Datum inwerkingtreding

Terugwerkende kracht tot en met

Datum uitwerkingtreding

Betreft

Datum ondertekening

Bron bekendmaking

Kenmerk voorstel

21-05-2021nieuwe regeling

17-05-2021

gmb-2021-157461

Tekst van de regeling

Intitulé

Beleidsregels ambtshalve verminderingen van gemeentelijke belastingen Meierijstad 2021

Gelet op het besluit van het college van burgemeester en wethouders van de gemeente Meierijstad van 7 juli 2020: aanwijzing heffings- en invorderingsambtenaar en WOZ-ambtenaar 2020;

En gelet op artikel 65 van de Algemene wet inzake rijksbelastingen en de artikelen 231, 242 en 244 van de Gemeentewet juncto artikel 4:81 Algemene wet bestuursrecht;

De heffingsambtenaar van de gemeente Meierijstad,

Besluit

vast te stellen de;

Beleidsregels ambtshalve verminderingen belastingaanslagen Meierijstad 2021

Artikel 1. Reikwijdte en definities

  • 1.

    Deze beleidsregels gelden bij de heffing van gemeentelijke belastingen door de wet vastgelegd, met dien verstande dat onder gemeentelijke belastingen mede worden begrepen rechten die door de gemeente kunnen worden geheven.

  • 2.

    Van deze beleidsregels zijn uitgezonderd belastingaanslagen, waaraan ingevolge een wettelijk voorschrift een op de voet van hoofdstuk IV van de Wet waardering onroerende zaken gegeven beschikking tot vaststelling van de waarde ten grondslag heeft gelegen, voor zover op deze aanslagen artikel 18a, eerste lid, onder b, van de Algemene wet inzake rijksbelastingen van (overeenkomstige) toepassing is.

  • 3.

    Voor de toepassing van deze beleidsregels wordt verstaan onder:

    • a.

      de ambtshalve vermindering: de vermindering, ontheffing, teruggaaf of vrijstelling van belastingen bedoeld in artikel 65 van de Algemene wet inzake rijksbelastingen en artikel 244 van de Gemeentewet;

    • b.

      de belanghebbende: de belastingplichtige of degene die de belasting als hoofdelijk mede aansprakelijke heeft betaald;

    • c.

      de vijfjaarstermijn: een termijn van vijf kalenderjaren, door welks verloop de bevoegdheid tot het vaststellen van een navorderingsaanslag of een naheffingsaanslag op de voet van artikel 16 respectievelijk artikel 20 van de Algemene wet inzake rijksbelastingen, vervalt;

    • d.

      de belastingaanslag: de voorlopige aanslag, de aanslag, de navorderingsaanslagen de naheffingsaanslag als bedoeld in artikel 2, derde lid, onder e, van de Algemene wet inzake rijksbelastingen, alsmede het gevorderde en het nagevorderde bedrag als bedoeld in artikel 233a, tweede lid, onder a van de Gemeentewet;

    • e.

      het bedrag van de vermindering: het bedrag waarmee de belastingaanslag ingevolge artikel 65 van de Algemene wet inzake rijksbelastingen en artikel 244 van de Gemeentewet wordt verminderd, dan wel het bedrag waarvoor ontheffing, teruggaaf of vrijstelling van belasting wordt verleend;

    • f.

      de heffingsambtenaar: de ambtenaar als bedoeld als bedoeld in het aanwijzingsbesluit van het college van burgemeester en wethouders van de gemeente Meierijstad van 7 juli 2020: aanwijzing heffings- en invorderingsambtenaar en WOZ-ambtenaar 2020;

    • g.

      de belastingwet: algemeen verbindende voorschriften en beleidsregels op het gebied van gemeentelijke belastingen.

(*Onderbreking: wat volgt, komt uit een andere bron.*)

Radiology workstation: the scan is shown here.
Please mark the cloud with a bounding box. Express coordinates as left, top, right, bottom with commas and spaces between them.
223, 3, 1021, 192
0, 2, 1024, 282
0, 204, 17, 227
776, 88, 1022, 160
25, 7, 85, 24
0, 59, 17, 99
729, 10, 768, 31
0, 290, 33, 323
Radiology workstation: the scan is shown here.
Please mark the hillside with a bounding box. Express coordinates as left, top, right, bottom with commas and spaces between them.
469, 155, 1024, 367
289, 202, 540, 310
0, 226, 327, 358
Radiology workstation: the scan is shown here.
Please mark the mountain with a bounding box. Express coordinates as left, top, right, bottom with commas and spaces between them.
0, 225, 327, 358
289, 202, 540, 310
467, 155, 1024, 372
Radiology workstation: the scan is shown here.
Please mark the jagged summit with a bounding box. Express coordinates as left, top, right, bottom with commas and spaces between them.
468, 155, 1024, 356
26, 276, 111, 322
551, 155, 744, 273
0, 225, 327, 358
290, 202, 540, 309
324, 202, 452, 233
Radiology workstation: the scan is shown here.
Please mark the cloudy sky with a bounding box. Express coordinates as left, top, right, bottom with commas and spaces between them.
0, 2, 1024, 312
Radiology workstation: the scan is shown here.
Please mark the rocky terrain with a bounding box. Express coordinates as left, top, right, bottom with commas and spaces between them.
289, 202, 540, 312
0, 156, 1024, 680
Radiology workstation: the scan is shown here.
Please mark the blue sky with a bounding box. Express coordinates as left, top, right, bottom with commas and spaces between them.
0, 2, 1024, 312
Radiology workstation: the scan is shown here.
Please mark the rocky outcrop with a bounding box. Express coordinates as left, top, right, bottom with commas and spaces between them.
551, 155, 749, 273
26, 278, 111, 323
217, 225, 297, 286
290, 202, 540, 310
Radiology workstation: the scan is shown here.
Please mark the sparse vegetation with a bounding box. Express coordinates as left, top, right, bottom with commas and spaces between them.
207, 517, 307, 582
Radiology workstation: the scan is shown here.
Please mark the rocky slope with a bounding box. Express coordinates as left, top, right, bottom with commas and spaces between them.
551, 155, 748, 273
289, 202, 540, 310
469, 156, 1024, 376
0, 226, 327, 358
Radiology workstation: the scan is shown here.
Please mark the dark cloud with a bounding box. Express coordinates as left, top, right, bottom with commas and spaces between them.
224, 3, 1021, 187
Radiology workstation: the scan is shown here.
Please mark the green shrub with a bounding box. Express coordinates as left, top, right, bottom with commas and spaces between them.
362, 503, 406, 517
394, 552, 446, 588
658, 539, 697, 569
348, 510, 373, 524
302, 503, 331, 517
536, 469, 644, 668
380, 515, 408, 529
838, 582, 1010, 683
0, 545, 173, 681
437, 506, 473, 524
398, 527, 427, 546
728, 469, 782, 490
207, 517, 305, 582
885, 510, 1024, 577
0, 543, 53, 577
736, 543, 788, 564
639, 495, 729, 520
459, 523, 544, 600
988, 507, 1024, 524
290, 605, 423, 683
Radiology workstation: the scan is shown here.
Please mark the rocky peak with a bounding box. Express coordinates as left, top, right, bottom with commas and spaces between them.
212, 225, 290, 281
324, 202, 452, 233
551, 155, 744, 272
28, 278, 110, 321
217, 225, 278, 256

Artikel 2. Gevallen waarin ambtshalve vermindering wordt verleend

  • 1.

    Indien bij de afhandeling van een te laat ingediend bezwaarschrift of een bezwaarschrift dat om andere redenen van formele aard niet ontvankelijk wordt verklaard, blijkt dat een belastingaanslag tot een te hoog bedrag is vastgesteld, wordt deze door de heffingsambtenaar ambtshalve verminderd.

  • 2.

    Indien een aanvraag, betrekking hebbend op een in de belastingverordening voorziene vermindering, ontheffing of teruggaaf niet tijdig wordt gedaan, wordt deze vermindering, ontheffing of teruggaaf door de heffingsambtenaar ambtshalve verleend.

  • 3.

    Indien uit enig feit blijkt dat een belastingaanslag volledig ten onrechte dan wel tot een te hoog bedrag is vastgesteld en deze aanslag bij afweging van de betrokken belangen in redelijkheid niet kan worden gehandhaafd.

Artikel 3. Uitzonderingen

In de volgende gevallen vindt geen ambtshalve vermindering plaats:

  • a.

    ten tijde van het ontvangen van het bezwaarschrift of de aanvraag, dan wel op het tijdstip waarop het in artikel 2, onder 3, bedoelde feit ter kennis van de heffingsambtenaar komt, de vijfjaarstermijn is verstreken;

  • b.

    aannemelijk is dat de belanghebbende door opzet of grove schuld de wettelijke termijn voor het indienen van een bezwaarschrift of een verzoekschrift ongebruikt heeft laten verstrijken;

Artikel 4. Jurisprudentie

  • 1.

    Een uitspraak van de Hoge Raad, van een gerechtshof of van een rechtbank, waarin een toepassing van de belastingwet besloten ligt die voor de belanghebbende gunstiger is dan de bij de heffing van de belasting gevolgde toepassing, leidt niet tot het ambtshalve verlenen van vermindering van belasting indien de belastingaanslag of de voldoening op aangifte onherroepelijk is komen vast te staan voor de dag, waarop de uitspraak door de Hoge Raad, het hof of de rechtbank is gewezen, tenzij het college van burgemeester en wethouders op dit punt een afwijkende regeling heeft getroffen.

  • 2.

    Hetgeen in het eerste lid is bepaald, is in daartoe leidende gevallen van overeenkomstige toepassing op prejudiciële beslissingen van het Hof van Justitie van de Europese Gemeenschappen alsmede op rechterlijke uitspraken van het Hof en andere supranationale colleges.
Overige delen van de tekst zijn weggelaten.